El Diagnóstico Nacional de Supervisión Penitenciaria 2019, elaborado por la Comisión Nacional de los Derechos Humanos (CNDH), reveló que sólo cuatro centros penitenciarios estatales y tres federales obtuvieron calificación aprobatoria en sus operaciones, y el resto presentó deficiencias como insuficiencia de personal; falta de separación entre procesados y sentenciados; falta de atención a hechos violentos, y presencia de actividades ilícitas, entre otras.
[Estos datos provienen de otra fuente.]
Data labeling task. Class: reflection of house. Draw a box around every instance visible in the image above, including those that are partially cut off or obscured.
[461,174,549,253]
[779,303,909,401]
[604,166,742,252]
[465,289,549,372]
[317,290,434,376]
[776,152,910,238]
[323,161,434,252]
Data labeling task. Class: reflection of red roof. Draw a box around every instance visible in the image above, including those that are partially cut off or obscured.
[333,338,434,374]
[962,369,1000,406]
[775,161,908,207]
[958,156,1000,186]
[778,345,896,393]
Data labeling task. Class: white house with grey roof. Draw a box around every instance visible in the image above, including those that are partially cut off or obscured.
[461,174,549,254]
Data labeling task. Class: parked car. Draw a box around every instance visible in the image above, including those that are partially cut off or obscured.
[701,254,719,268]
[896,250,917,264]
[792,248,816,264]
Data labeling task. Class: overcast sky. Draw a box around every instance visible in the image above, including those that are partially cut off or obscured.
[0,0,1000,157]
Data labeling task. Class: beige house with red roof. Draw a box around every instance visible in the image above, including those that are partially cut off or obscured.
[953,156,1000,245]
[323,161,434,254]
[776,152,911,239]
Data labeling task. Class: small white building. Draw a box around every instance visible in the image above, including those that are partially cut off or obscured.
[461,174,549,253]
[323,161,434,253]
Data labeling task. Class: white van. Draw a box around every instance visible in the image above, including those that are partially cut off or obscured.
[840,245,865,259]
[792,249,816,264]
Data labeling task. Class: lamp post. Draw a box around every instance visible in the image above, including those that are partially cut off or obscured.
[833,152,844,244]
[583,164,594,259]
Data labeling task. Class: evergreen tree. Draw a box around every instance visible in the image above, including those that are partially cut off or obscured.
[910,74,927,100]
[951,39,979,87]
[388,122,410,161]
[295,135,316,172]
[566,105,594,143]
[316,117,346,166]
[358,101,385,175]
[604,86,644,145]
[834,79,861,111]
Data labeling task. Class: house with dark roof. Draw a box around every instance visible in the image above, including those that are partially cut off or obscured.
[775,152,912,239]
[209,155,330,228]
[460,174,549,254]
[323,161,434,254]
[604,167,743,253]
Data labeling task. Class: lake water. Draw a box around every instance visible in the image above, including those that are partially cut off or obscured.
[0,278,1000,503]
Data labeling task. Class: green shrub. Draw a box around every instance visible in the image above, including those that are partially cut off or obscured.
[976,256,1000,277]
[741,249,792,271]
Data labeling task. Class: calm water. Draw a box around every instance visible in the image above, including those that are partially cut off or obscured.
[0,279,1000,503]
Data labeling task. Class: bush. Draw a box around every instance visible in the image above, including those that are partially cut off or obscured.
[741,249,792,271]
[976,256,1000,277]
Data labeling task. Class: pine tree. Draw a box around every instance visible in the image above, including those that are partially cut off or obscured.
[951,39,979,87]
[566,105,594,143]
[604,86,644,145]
Dicho estudio mostró que cuatro estados tienen los centros de reclusión más eficientes, con una calificación superior a 8 puntos (en una escala de 1 a 10): Querétaro, Tlaxcala, Coahuila y Guanajuato. En tanto, 25 estados obtuvieron una calificación de entre 6 y 8, mientras que los tres estados con la calificación más baja (menor a 6) en sus centros estatales de reclusión son Veracruz, Guerrero y Tamaulipas.

Respecto de los centros de reclusión federal, los mejor calificados fueron: el Centro Federal de Readaptación Social (Cefereso) 12 en Guanajuato (8.23); el Cefereso de Sinaloa (8.16); y el Centro Federal de Rehabilitación Psicosocial número 16, de Ayala, Morelos (8.05). Los centros federales peor evaluados se ubicaron en Puebla, Tamaulipas, Chiapas y Guerrero, con una calificación de entre 4.73 y 5.03 puntos.
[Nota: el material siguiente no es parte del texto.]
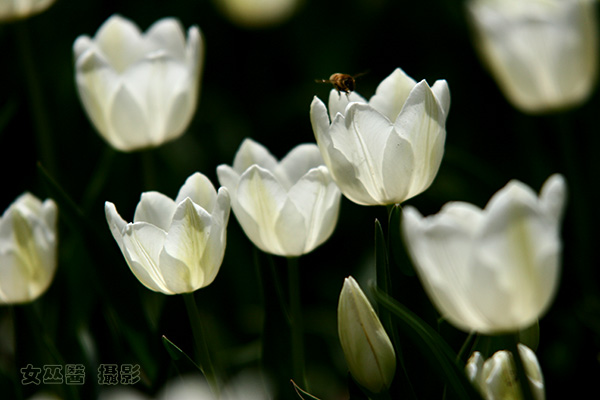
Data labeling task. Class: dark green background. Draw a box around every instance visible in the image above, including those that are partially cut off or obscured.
[0,0,600,399]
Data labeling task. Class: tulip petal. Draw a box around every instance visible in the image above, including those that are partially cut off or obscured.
[282,166,341,254]
[175,172,217,213]
[540,174,567,223]
[342,103,394,204]
[472,181,560,331]
[236,165,287,251]
[395,81,446,198]
[94,15,146,72]
[233,139,277,174]
[160,198,212,293]
[402,202,485,331]
[369,68,417,122]
[104,201,127,253]
[201,188,231,286]
[327,89,367,125]
[319,114,379,205]
[144,18,186,61]
[273,144,323,189]
[431,79,450,117]
[108,86,152,151]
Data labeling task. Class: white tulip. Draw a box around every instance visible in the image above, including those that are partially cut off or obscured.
[466,343,546,400]
[310,68,450,205]
[0,193,58,304]
[0,0,55,21]
[217,139,341,257]
[215,0,300,28]
[105,173,230,294]
[73,15,203,151]
[338,276,396,393]
[467,0,598,113]
[402,174,566,334]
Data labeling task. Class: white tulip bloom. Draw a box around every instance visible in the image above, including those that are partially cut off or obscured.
[73,15,203,151]
[402,174,566,334]
[465,343,546,400]
[217,139,341,256]
[0,0,55,21]
[104,173,230,294]
[215,0,300,28]
[467,0,598,113]
[310,68,450,205]
[0,193,58,304]
[338,276,396,393]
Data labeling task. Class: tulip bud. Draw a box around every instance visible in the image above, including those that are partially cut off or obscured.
[105,173,230,294]
[310,68,450,205]
[73,15,203,151]
[217,139,341,257]
[0,193,58,304]
[466,344,545,400]
[402,174,566,334]
[338,276,396,393]
[467,0,598,113]
[0,0,55,22]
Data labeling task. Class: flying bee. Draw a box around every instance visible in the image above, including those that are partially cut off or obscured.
[315,72,365,96]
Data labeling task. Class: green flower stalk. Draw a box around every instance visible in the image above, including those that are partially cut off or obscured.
[338,276,396,393]
[466,344,545,400]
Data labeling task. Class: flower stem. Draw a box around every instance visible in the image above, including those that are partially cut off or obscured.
[183,293,220,398]
[287,257,308,390]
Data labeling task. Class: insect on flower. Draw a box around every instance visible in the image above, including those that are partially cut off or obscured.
[315,72,365,96]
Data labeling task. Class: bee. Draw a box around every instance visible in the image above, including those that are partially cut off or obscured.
[315,72,365,96]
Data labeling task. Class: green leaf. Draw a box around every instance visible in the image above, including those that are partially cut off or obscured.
[162,335,201,371]
[373,288,481,399]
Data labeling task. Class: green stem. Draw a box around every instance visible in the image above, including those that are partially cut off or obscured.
[287,257,308,390]
[508,334,535,400]
[182,293,220,398]
[14,21,57,175]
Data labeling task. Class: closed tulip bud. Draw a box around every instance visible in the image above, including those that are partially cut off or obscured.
[338,276,396,393]
[466,344,545,400]
[73,15,203,151]
[0,193,58,304]
[402,174,566,334]
[0,0,55,22]
[310,68,450,205]
[467,0,598,113]
[105,173,230,294]
[217,139,341,257]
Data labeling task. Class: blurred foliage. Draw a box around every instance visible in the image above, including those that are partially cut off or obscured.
[0,0,600,399]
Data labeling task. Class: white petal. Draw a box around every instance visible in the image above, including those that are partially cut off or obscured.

“México no podrá superar el reto que enfrenta en materia de seguridad y justicia si no revisa y atiende los problemas que enfrenta el sistema penitenciario. Los centros penitenciarios si no se cuidan o vigilan adecuadamente pueden ser focos que propicien la inseguridad, violencia, corrupción y, paradójicamente, impunidad”, alertó el presidente de la CNDH, Luis Raúl González Pérez.

En promedio, los centros penitenciarios femeniles obtuvieron una calificación de 7.63, mientras que los centros mixtos obtuvieron una calificación de 6.47 puntos.
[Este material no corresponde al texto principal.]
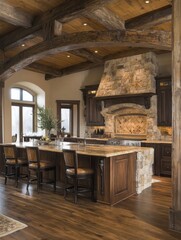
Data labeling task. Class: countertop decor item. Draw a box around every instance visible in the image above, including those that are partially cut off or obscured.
[38,107,58,138]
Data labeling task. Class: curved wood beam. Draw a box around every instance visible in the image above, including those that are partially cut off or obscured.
[0,30,171,81]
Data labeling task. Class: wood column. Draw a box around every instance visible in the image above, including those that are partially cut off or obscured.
[0,82,4,143]
[169,0,181,231]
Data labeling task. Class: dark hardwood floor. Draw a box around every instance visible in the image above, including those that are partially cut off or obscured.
[0,177,181,240]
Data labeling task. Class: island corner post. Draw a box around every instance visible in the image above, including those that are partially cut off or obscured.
[169,0,181,232]
[0,81,4,143]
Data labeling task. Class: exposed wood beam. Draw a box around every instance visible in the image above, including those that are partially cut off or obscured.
[84,7,125,30]
[103,48,160,61]
[45,62,99,80]
[0,26,43,50]
[0,0,33,28]
[26,62,62,76]
[125,5,172,29]
[33,0,114,24]
[54,20,62,36]
[0,0,114,49]
[45,48,166,80]
[0,30,171,81]
[71,48,103,63]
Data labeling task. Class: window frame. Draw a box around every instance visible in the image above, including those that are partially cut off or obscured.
[10,86,37,141]
[56,100,80,137]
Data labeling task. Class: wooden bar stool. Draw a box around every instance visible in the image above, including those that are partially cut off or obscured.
[26,147,56,192]
[63,149,94,203]
[3,144,28,187]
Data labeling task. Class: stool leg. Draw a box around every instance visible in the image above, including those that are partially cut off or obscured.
[64,176,68,199]
[74,178,78,203]
[37,170,41,193]
[4,166,8,184]
[26,170,30,191]
[15,166,19,187]
[91,176,95,202]
[54,168,57,192]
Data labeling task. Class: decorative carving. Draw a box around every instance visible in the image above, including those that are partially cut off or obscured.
[99,159,104,195]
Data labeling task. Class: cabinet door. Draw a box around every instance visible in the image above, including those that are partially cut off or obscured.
[160,144,172,176]
[141,143,160,176]
[157,78,172,126]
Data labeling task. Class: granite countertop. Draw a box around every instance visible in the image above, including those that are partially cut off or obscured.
[13,142,150,157]
[141,139,172,144]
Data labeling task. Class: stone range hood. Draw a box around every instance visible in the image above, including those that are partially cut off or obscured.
[96,52,157,98]
[96,52,160,139]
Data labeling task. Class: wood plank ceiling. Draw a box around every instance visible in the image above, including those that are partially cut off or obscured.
[0,0,172,82]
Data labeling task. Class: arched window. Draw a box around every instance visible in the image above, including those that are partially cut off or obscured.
[11,87,36,142]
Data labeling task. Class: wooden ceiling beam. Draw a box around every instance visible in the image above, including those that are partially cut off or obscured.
[0,0,33,28]
[0,30,172,81]
[0,0,114,49]
[26,62,62,76]
[70,48,103,63]
[125,5,172,29]
[0,26,43,50]
[33,0,114,25]
[84,7,125,30]
[45,48,167,80]
[45,62,99,80]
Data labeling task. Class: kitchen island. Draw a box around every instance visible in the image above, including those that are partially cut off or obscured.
[0,142,154,205]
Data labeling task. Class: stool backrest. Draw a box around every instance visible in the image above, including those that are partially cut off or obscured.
[3,144,17,163]
[26,147,40,168]
[63,149,78,174]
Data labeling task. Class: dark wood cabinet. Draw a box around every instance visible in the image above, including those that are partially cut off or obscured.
[141,143,172,177]
[81,85,104,126]
[156,77,172,126]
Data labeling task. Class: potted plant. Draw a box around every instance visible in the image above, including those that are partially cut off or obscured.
[38,107,57,140]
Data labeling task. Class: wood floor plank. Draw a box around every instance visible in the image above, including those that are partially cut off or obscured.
[0,177,181,240]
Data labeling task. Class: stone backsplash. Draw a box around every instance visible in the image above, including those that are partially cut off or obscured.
[96,52,158,97]
[87,52,171,140]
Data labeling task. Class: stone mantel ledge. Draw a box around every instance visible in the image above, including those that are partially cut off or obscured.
[141,139,172,144]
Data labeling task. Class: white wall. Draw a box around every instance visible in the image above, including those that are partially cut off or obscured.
[49,68,103,136]
[3,68,103,142]
[3,53,171,142]
[3,70,50,142]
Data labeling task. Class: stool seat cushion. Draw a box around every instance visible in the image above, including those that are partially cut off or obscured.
[29,162,55,169]
[66,168,94,175]
[6,158,28,165]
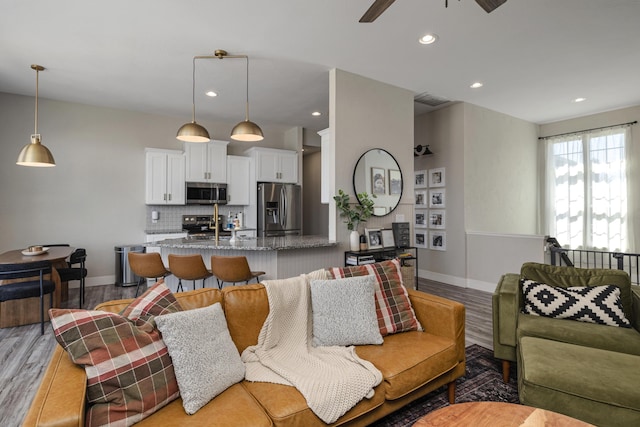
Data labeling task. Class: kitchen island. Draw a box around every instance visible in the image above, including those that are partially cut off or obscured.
[146,236,344,291]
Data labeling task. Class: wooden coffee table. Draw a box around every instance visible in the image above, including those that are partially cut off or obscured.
[413,402,593,427]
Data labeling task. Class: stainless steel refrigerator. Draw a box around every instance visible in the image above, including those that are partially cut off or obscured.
[258,182,302,237]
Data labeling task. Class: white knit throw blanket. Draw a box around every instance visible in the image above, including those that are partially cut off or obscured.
[242,275,382,424]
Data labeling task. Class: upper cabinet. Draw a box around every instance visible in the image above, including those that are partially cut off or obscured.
[145,148,185,205]
[227,156,251,205]
[184,141,229,184]
[246,147,298,183]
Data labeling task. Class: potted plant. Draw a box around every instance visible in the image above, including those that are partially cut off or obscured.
[333,190,376,251]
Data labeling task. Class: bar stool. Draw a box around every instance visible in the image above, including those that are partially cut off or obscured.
[127,252,171,296]
[169,254,212,291]
[211,255,265,289]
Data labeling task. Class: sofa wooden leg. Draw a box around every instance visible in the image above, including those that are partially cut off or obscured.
[447,381,456,405]
[502,360,511,384]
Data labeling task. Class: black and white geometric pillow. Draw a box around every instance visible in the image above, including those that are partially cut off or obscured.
[520,279,631,328]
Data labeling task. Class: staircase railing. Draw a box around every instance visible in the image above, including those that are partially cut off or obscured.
[547,237,640,285]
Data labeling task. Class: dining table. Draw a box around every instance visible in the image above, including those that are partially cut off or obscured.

En los centros estatales, las deficiencias detectadas fueron: insuficiencia de personal; falta de capacitación; sobrepoblación; falta de equipamiento e higiene en dormitorios; falta de separación entre procesados y sentenciados; falta de programa para desintoxicación de reos; falta de atención a hechos violentos; presencia de actividades ilícitas, y deficiencia de falta de salud.

Sobre los centros federales, el estudio mostró que en 16 de los 17 centros hay insuficiencia de personal, pero en ninguno se identificó sobrepoblación o ausencia de gobierno.

En cuanto a las prisiones militares, se refirió que hay carencia de oportunidades; falta de separación entre procesados y sentenciados, e insuficientes vías de remisión de quejas.

Sin embargo, el estudio mostró que la Secretaría de la Defensa Nacional, encargada de esos centros de prisión militares, ha atendido las recomendaciones, lo que ha influido en la mejora continua.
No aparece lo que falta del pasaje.